Os créditos tributários são indisponíveis, só podendo fixar-se condições para a sua redução ou extinção com respeito pelo princípio da igualdade e da legalidade tributária (artigo 30.°/2 da LGT).

O princípio atrás referido prevalece sobre qualquer legislação especial (artigo 30.°/3 da LGT, aditado pela Lei 55-A/2010, de 31 de Dezembro).

A Administração Tributária não pode conceder moratórias no pagamento das obrigações tributárias, salvo nos casos expressamente previstos na lei (artigo 36.°/3 da LGT).

Os prazos de pagamento dos tributos são regulados nas leis tributárias, sendo certo que, nos casos em que tais leis não estabeleçam prazos, será de 30 dias contados da notificação para pagamento (artigo 85.°/1/2 do CPPT).

A concessão de moratória ou a suspensão da execução fiscal fora dos casos previstos na lei, quando dolosas, são fundamento de responsabilidade subsidiária (artigo 85.°/3 do CPPT).

Findo o prazo de pagamento voluntário estabelecido na lei será extraída certidão de dívida para efeitos de instauração da competente execução (artigo 88.° e 188.° do CPPT).

É permitido o pagamento em prestações desde que seja prestada garantia (artigos 196.°, 197. e 199.° do CPPT), sendo certo que a suspensão da execução fiscal, apenas é permitida nos termos regulados no artigo 169.º do CPPT.

Como resulta da Exposição de Motivos da Proposta de Lei 39/XII, que procede a alterações ao CIRE «... Este processo especial permite ainda a rápida homologação de acordos conducentes à recuperação de devedores em situação económica difícil celebrados extrajudicialmente, num momento de pré-insolvência, de tal modo que os referidos acordos passem a vincular também os credores que aos mesmos não se vincularam, desde que seja respeitada a legislação aplicável à regulamentação de dívidas à administração fiscal e à segurança social e observadas determinadas condições que asseguram a salvaguarda dos interesses dos credores minoritários».

No mesmo sentido vai o 3.º parágrafo da mesma Exposição de Motivos, onde se diz que «As alterações que se propõem ao art. 1.º visam, por um lado, sublinhar que a recuperação dos devedores é, sempre que possível, primacial face à sua liquidação, desde que, obviamente, tal não prejudique a satisfação tão completa quanto possível dos credores do devedor insolvente, designadamente a administração fiscal e a segurança social».

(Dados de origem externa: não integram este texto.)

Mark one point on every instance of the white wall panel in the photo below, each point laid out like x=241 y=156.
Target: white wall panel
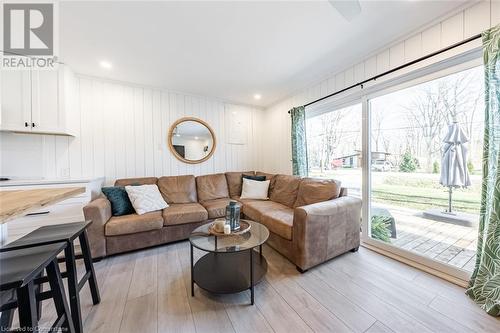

Constata-se, assim que, apesar da alteração do CIRE, operada pela Lei 16/2012, de 20 de Abril, dando prevalência à recuperação económica do devedor e relegando para um plano secundário a liquidação do respectivo património, através do PER (artigos 1.°/1 e 17.°-A do CIRE), a LGT consagra a indisponibilidade dos créditos tributários e a prevalência do seu regime sobre qualquer legislação especial, designadamente no âmbito do processo de insolvência (acórdão do STJ, de 13 de Novembro de 2014, proferido no recurso n.º 3970/12 e do STA, de 2015.03.25-P. 0278/15, 2015.04.15-P. 0302/15 e de 2015.04.15-P. 0331/15, todos eles disponíveis no sítio da Internet www.dgsi.pt).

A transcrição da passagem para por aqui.